A drone over railway track
Remember your first train ride? Depending on where in the world you grew up and when the memory differs. Mine is from the 1970s in India: a trip back to my ancestral home in Kerala. From the minute the engine blows its resoundingly loud whistle, there’s magic in the air...

Aerial analytics: Laying the tracks of a new intelligence

This article first appeared in Global Railway Review

Remember your first train ride? Depending on where in the world you grew up and when the memory differs. Mine is from the 1970s in India: a trip back to my ancestral home in Kerala. From the minute the engine blows its resoundingly loud whistle, there’s magic in the air. You scramble to your seat alongside strangers soon to be friends. And while you gaze out through the window into the expanse as the train rolls along, you can’t help but think that this box on wheels is a slice of home. As warm as it gets, and just as safe.

That’s the romantic in me talking. The pragmatist pulls me in another direction: to peek closer at the 123,542 kilometers of rail tracks in India. When you’re dealing with such a large network, the statistics are overwhelming, and you’re bound to have room for error. Despite being the world’s eighth-largest employer with 1.4 million workers, the Indian Railways just can’t man every crossing or regularly inspect every inch of every track, can they?

Gauging the state of the safety art

Most accidents are avoidable, the common causes being derailments, level crossing accidents, collisions, and other hazards such as fire.

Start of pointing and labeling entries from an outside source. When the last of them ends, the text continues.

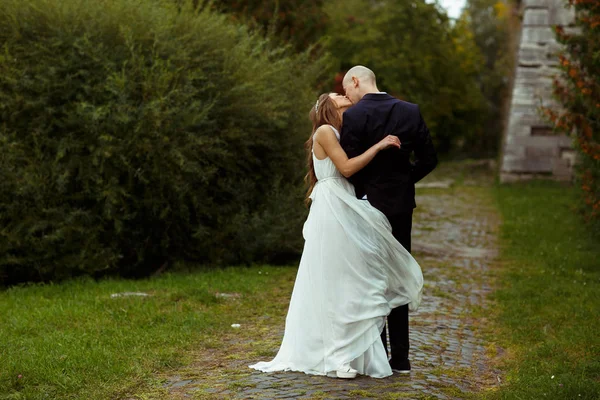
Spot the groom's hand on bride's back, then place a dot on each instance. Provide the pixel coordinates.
(390, 141)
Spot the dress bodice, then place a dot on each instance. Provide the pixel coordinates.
(325, 168)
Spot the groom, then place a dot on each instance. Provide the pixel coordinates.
(388, 182)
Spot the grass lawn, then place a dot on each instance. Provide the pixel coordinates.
(549, 297)
(74, 341)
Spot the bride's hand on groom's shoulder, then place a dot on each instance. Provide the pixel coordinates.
(389, 141)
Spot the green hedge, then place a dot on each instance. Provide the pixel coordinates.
(135, 132)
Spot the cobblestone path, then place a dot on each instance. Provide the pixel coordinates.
(454, 240)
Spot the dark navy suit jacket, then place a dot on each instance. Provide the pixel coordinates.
(389, 180)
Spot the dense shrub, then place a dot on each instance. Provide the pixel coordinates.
(133, 132)
(578, 91)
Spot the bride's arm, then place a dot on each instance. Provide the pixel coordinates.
(325, 138)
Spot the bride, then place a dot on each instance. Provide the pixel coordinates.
(352, 272)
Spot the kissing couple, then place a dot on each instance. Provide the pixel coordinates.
(356, 269)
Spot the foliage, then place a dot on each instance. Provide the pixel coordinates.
(578, 91)
(418, 56)
(299, 22)
(489, 22)
(138, 132)
(547, 308)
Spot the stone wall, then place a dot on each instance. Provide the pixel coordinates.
(530, 147)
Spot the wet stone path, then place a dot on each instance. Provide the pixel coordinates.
(454, 240)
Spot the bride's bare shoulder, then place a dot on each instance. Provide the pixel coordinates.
(324, 132)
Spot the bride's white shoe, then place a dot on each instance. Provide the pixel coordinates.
(346, 372)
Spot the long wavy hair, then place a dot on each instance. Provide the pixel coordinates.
(326, 114)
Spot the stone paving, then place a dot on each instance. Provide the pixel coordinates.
(454, 238)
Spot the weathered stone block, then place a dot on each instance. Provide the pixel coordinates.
(537, 35)
(559, 14)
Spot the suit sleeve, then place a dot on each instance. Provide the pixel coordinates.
(353, 146)
(425, 155)
(350, 140)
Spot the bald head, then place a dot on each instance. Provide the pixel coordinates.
(364, 74)
(358, 81)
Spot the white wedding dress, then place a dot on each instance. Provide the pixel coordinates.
(351, 275)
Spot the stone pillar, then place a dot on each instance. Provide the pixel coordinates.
(530, 147)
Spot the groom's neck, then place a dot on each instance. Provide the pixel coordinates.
(371, 90)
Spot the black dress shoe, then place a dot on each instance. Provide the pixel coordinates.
(402, 367)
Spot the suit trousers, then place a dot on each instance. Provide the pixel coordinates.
(397, 321)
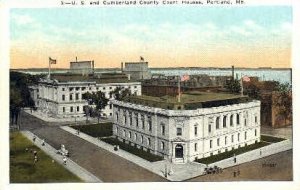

From 2013 to 2018, the Indian Railways saw an average of 110 accidents per year. Great Britain witnessed 517 train accidents in 2018-19, while the US reported 2,200 incidents in 2018. Before I paint too grim a picture, on the bright side, all these numbers are the lowest they’ve ever been since the inception of the railroad over two centuries ago. In fact, the US numbers in 2018 were 92% lower than the 12,000 incidents in 1972. But maybe we’ve come as far as humanly possible and need a little help as we pull into the last station, the final frontier of efficiency.

Keeping an AI on the (rail)road

Could there possibly be a day where we report zero incidents in light and heavy rail transport? It’s a question we often mull over at Ignitarium’s R&D lab, “The Crucible” as it is called. A couple of years ago, we sensed the opportunity to put a higher sense in the sky: aerial analytics. Imagine being able to spot every fault in the line. Then building a large enough data set to overtime, predict the next fault. Do it without disrupting train schedules. And do it all with limited operator intervention. That’s a tall order. And the sheer challenge made it a use case worth exploring. But before we hopped onto this video analytics wagon, which was set to grow at 42% annually by 2022, the question was: we’ll cross the viability barrier, but how do we make it scalable?

Innovation, from the yard to the junction

Iron Man may have Jarvis, but we generally have to work with more science than science fiction. Here’s the ‘stark’ reality: hours in the lab are long and prototype building is an endlessly iterative process of elimination for which one must toil tirelessly. As we tinkered with beta versions in our lab, we tried to ace the first test of any AI solution: running it without human supervision. Aerial analytics obviously meant mounting a camera on a drone or a fixed-wing aircraft, but how would we train it to be highly accurate irrespective of variations in movement?

The first step was to achieve automatic control of the mounted gimbal to focus on the center of the track at all times. Once that was done, we ensured no pilot would be required to control or maneuver the aerial vehicle. This was achieved by adding the captain’s wings to our AI software implemented on an Nvidia Edge device. Once the vehicle and gimbal were up in the air, the rail tracks were streamed in 4K from as far as 500 meters away. And complex image processing algorithms were written and rewritten on the video stream for image registration, detection, and classification, all working in parallel. At first, the AI was trained to look for obvious faults in the track: cracked or skewed ties and missing spikes or fish plates. Then, as it learned more, it was time to go deeper: see and tag foreign objects and even vegetation of all kinds. After multiple beta builds, it was time to set our AI free and let it fly.

Gathering steam: tunnel vision, sounding the alarm, and more

With our solution put to work for a leading aerial imaging company in the US, we felt a sense of pride. And yet, the journey was only beginning. We switched tracks to other obstacle detection approaches more work for us, and more processing for Matlab. Think of the combined powers of aerial analytics with cameras mounted on trains, trained to spot disruptions even in the dimmest of conditions: night, rain, snow. Or an AI hammer that analyzes the sound of the train passing through a tunnel to detect abnormalities. And what if the AI could study the historical footage of the visual landscape around a train’s regular route to identify disparities with the current footage? It’s not a what-if: we’ve made it possible to implement economically, so the cost of predictive video analytics isn’t even a consideration when weighing it against human safety.

That, I believe, would make my 21-year old self really proud. As a newly minted electronics engineer from the Bombay University setting out on my rail travels in the 1990s, I rolled up the window from my side berth in the coach. With a giddy optimism for the future, I gazed ahead at the tracks as the train snaked along a steep curve bend. Little did I know that a couple of decades later, I would have sent a drone up ahead to gaze at it with me.